Ransomware Has Gotten So Bad, It’s Aligned with Terrorism
Ransomware has rapidly progressed from an irritating annoyance to a legitimate global threat, with the U.S. Justice Department officially going on the record and establishing that future ransomware investigations will be handled the same way that terrorism cases are now. Let’s review the reasons behind this policy change and how your business should respond.
How Much Worse Has Ransomware Gotten?
Let’s look at this somewhat casually.
Ransomware was never something to be trifled with. However, compared to the attacks we’re seeing today, the attacks of the past seem to be small potatoes at their worst. Having your business’ data encrypted is bad. However, crippled supply chains and interrupted national infrastructures (as we’ve seen in the recent attacks on JBS SA and Colonial Pipeline) are undoubtedly worse.

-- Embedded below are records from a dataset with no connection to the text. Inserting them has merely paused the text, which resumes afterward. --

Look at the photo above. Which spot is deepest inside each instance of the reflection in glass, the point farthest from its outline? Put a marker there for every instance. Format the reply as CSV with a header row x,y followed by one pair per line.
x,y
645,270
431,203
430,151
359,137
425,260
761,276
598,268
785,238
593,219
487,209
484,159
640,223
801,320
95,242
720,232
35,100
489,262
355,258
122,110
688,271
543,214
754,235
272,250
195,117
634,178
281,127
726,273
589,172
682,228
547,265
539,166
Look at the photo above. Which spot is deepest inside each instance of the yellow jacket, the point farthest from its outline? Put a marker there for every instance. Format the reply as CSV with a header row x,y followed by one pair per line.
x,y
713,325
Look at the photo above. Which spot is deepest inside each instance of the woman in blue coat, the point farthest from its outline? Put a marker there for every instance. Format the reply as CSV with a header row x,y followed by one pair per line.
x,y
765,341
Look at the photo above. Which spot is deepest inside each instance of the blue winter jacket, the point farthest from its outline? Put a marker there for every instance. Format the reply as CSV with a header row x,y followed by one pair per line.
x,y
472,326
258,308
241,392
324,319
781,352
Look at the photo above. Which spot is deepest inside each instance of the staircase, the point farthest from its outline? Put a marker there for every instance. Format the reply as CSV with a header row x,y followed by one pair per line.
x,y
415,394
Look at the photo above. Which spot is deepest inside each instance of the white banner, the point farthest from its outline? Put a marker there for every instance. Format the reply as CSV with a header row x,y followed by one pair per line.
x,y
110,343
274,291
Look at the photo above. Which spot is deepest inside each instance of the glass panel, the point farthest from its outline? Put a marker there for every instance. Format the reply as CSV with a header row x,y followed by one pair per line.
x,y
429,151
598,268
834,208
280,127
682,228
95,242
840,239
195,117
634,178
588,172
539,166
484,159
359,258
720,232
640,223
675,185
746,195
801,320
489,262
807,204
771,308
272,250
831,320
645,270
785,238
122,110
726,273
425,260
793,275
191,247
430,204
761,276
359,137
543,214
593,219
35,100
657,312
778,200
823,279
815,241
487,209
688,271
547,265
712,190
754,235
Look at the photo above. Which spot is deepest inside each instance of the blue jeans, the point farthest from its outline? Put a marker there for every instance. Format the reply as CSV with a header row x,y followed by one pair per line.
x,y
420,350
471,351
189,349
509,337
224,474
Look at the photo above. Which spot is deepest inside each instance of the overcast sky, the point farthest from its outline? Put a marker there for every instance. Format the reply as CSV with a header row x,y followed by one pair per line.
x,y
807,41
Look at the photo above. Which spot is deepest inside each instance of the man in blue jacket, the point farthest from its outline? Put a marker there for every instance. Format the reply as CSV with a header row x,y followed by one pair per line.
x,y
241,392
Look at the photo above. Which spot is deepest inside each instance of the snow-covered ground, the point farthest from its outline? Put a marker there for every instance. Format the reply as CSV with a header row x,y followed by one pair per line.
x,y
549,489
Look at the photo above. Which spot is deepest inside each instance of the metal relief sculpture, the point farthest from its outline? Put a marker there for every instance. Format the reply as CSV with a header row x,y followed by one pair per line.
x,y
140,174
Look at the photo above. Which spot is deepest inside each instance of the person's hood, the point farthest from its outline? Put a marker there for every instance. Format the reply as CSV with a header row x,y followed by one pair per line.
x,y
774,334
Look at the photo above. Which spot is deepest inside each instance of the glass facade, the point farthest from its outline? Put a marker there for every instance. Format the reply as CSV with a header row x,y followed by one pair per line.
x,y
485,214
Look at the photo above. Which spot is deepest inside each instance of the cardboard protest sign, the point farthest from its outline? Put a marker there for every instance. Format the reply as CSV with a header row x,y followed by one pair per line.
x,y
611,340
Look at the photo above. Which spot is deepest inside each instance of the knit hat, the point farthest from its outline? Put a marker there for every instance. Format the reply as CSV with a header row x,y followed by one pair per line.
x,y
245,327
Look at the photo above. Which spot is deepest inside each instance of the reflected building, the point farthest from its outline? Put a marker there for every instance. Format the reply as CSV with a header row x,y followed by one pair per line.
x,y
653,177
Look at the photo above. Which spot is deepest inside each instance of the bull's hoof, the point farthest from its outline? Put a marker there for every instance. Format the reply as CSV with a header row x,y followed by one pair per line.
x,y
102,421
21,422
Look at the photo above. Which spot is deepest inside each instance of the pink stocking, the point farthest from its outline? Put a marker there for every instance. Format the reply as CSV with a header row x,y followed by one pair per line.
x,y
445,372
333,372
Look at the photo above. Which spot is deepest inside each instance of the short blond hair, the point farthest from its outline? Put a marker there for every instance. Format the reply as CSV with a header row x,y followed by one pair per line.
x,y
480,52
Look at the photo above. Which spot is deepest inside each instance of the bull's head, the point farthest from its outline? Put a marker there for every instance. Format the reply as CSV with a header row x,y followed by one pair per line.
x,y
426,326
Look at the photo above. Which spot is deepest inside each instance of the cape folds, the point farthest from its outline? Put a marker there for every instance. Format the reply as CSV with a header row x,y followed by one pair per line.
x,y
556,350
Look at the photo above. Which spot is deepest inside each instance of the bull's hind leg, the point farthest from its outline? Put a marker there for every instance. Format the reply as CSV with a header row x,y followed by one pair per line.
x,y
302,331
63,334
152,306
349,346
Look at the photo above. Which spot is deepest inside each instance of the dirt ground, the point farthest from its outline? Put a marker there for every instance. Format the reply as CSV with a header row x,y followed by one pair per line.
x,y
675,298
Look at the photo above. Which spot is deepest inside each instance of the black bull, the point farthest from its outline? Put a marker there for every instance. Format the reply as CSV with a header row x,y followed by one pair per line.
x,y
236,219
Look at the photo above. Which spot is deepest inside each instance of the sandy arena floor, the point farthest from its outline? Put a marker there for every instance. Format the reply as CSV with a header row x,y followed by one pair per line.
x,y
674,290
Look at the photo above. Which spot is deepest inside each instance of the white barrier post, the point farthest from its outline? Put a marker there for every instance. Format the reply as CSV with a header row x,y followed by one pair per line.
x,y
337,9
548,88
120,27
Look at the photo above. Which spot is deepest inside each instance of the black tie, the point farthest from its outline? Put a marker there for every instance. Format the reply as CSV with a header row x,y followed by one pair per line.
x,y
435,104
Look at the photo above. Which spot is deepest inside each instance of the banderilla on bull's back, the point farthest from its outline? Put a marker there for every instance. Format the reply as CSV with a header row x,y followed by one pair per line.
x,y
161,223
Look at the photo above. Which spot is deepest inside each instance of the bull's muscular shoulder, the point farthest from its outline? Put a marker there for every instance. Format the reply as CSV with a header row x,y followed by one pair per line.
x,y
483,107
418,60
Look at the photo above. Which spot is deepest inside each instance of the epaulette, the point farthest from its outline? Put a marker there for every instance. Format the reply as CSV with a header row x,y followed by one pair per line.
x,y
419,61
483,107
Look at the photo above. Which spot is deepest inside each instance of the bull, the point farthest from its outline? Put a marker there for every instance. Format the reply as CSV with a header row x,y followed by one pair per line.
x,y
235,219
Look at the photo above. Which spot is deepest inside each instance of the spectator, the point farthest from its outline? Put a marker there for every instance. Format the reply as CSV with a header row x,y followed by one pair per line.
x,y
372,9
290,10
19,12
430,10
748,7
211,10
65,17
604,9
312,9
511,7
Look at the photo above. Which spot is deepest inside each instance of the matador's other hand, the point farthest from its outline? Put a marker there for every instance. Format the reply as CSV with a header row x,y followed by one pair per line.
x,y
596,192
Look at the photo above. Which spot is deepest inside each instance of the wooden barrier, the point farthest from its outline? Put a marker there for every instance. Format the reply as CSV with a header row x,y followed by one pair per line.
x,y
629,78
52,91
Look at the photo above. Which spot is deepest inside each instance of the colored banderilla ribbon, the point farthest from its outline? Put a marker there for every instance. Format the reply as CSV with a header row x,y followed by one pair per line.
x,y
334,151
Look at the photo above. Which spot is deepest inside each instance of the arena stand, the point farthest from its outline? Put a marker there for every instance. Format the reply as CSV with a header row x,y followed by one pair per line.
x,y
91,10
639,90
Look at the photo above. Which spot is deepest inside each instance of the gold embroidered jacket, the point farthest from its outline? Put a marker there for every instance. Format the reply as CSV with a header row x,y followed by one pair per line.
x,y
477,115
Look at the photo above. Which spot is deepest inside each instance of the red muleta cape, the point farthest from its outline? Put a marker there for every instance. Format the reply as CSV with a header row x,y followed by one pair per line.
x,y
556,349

The dangers that such ransomware attacks pose cannot be understated, and no business is truly safe. The White House recently said as much in their warning to companies in regards to their cybersecurity preparations.
This is Why the US Justice Department is Speaking Out
Understandably concerned about the ramifications such threats could easily pose to national security, the Department of Justice has joined with the White House to draw a line in the sand. As their way of responding to what they accurately described as a “growing threat,” investigations into ransomware cases will now be handled similarly to how terrorism cases are… all stops taken out in terms of what tools are used.
Other Governing Bodies are Following Suit
Likewise, in response to the JBS hack and the potential economic ramifications it will likely cause, the US Congress is now considering the lack of federal oversight into the cybersecurity protections implemented by meat processors. Such oversight could help to create a more unified strategy to help prevent and mitigate these kinds of attacks and their widespread impacts.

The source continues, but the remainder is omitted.